To manage impairment, IFRS 9 stipulates that banks include a loss allowance in their financial statements that amounts to the expected credit loss (ECL) on their financial assets. This loss allowance must be included from the origination of the asset until it is derecognized. At the heart of the new impairment calculation will stand a model very similar to that used in stress testing, with the same point-in-time probability of default (PDPIT) and loss given default (LGDPIT) parameters. The intention is to calculate expected loss over the next 12 months or the complete lifetime of the loan, and to discount these contributions with a discount factor derived from the loan’s effective yield.

Because PDPIT and LGDPIT reflect current macroeconomic conditions, the calculation must also be adjusted to include future expectations. If the economy is booming and everyone can pay back their debts then PD will be much lower, while in a recession it increases. By changing the risk parameters to boom, bust or somewhere in between, you can estimate and allow for impending impairment.

The challenge, of course, is to figure out what your future expectations are, and the level of adjustment required. That depends on the stage you’re currently at in the macroeconomic cycle and relies on variables such as GDP growth, unemployment rates and interest rates.

Under IFRS 9, banks must also calculate exposure at default (EAD) which estimates the amount of outstanding debts at a particular point in time. Typically, EAD is not solely determined by contractual cash flows but also by implicit options such as the right to prepay a loan. As prepayments reduce the principal of a loan sooner than expected, the bank will earn less interest income over the lifetime of the loan. This makes it critical to factor prepayments into EAD calculations – and, from the reverse perspective of credit adjusted ALM, to included expected credit losses in forecasts of net interest income. Here, again, you must also take macroeconomic conditions into consideration, as customers will naturally be more willing and able to prepay loans in a boom phase than a recession.

There is, however, a big difference between a prepayment and a credit default. The former does not reduce the expected cash inflow from a loan but only alters it from a timing perspective. The latter, meanwhile, can either stop cash flow altogether, reduce it significantly or postpone the expected inflow. But if the loan is collateralized, as with a mortgage on a house, then the value of the collateral could actually increase above the amount of the original loan – or, in a recession, fall below it.

So, for ALM purposes, you must consider:

In this new world of risk management, where ALM meets credit risk, consistency is critical for banks. ECL write-off and recovery amounts should not only be incorporated into income simulation but also the calculation of other important risk metrics, from present value to gap profiles, and regulatory requirements for liquidity and capital management. This requires banks to think very differently from before: where risk was previously managed in silos, the same measures must now be applied enterprise wide.
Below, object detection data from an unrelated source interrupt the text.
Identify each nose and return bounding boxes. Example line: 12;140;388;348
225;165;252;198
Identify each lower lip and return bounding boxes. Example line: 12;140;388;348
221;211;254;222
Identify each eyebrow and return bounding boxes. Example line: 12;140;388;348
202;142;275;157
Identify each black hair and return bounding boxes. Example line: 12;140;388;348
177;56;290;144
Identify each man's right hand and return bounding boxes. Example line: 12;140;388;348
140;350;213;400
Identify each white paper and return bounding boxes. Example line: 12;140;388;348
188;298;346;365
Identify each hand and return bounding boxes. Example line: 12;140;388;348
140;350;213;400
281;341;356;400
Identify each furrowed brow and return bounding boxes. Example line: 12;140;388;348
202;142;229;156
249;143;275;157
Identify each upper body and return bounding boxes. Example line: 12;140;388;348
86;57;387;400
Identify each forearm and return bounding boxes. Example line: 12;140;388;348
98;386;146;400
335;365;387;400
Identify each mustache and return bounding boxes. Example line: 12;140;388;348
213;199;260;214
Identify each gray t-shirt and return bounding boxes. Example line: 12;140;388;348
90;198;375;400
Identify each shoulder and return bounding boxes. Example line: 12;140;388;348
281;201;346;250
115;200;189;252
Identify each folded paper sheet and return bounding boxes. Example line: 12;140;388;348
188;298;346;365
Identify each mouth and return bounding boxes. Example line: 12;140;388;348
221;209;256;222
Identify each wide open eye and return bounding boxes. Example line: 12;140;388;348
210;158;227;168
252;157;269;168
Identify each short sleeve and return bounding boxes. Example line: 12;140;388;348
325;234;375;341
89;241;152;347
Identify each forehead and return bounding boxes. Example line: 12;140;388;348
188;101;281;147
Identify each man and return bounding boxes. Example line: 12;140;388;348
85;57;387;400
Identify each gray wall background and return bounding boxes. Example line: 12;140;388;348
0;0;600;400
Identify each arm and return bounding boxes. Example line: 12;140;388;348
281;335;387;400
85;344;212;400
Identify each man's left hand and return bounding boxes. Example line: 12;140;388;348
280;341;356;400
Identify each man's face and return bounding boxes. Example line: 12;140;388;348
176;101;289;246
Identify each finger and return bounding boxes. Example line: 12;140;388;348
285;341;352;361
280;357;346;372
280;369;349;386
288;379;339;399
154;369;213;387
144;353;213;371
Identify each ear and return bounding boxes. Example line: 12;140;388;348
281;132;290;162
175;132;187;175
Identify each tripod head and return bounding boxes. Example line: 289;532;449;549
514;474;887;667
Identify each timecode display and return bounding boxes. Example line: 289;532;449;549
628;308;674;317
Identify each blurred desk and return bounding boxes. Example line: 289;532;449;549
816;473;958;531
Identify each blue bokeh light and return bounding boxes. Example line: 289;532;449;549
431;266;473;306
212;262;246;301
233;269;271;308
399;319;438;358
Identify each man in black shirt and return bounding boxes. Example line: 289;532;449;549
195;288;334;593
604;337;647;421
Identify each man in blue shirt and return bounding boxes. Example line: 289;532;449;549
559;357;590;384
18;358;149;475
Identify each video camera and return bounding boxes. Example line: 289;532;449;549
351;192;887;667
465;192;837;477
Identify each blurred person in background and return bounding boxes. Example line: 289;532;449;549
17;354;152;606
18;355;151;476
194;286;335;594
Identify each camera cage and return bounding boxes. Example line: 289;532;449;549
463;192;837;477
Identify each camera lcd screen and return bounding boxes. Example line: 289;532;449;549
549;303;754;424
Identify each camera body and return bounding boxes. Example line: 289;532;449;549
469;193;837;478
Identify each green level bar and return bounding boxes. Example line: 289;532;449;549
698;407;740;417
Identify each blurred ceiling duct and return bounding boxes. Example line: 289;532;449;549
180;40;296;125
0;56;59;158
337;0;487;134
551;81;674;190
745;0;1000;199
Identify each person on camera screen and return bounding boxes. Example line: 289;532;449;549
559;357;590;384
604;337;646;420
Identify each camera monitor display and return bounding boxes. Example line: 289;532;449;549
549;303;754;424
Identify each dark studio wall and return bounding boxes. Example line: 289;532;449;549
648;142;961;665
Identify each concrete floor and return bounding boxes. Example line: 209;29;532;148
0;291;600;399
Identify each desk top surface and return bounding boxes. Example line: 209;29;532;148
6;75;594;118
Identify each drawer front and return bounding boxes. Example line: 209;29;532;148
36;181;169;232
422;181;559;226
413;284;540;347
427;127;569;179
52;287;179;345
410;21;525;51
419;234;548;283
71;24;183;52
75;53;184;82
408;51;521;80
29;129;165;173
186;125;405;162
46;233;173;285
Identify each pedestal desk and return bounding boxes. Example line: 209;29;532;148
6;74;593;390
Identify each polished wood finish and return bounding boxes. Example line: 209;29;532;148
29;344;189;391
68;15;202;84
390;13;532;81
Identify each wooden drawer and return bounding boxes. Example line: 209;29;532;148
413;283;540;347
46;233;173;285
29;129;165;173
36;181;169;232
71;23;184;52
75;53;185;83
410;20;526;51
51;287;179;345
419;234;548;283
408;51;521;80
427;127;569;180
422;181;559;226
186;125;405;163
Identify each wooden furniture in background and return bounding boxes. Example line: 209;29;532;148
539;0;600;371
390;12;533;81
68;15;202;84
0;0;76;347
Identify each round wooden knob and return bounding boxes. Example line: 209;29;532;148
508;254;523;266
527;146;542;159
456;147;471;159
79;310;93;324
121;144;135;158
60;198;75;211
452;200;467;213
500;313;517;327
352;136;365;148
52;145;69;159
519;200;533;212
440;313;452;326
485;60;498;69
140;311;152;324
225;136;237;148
In the coming age of IFRS 9, banks will see more and more interdependencies emerge between their different risk management functions, ALM included, and a growing focus on macroeconomic forecasts. ALM teams in particular could see their tried and tested techniques used in a wider context across their organization. The gap is certainly being bridged between risk management, finance and treasury. But the models, methodologies and macroeconomic assumptions that are applied to risk calculations must also remain constantly aligned, for a complete and accurate picture of risk present and future.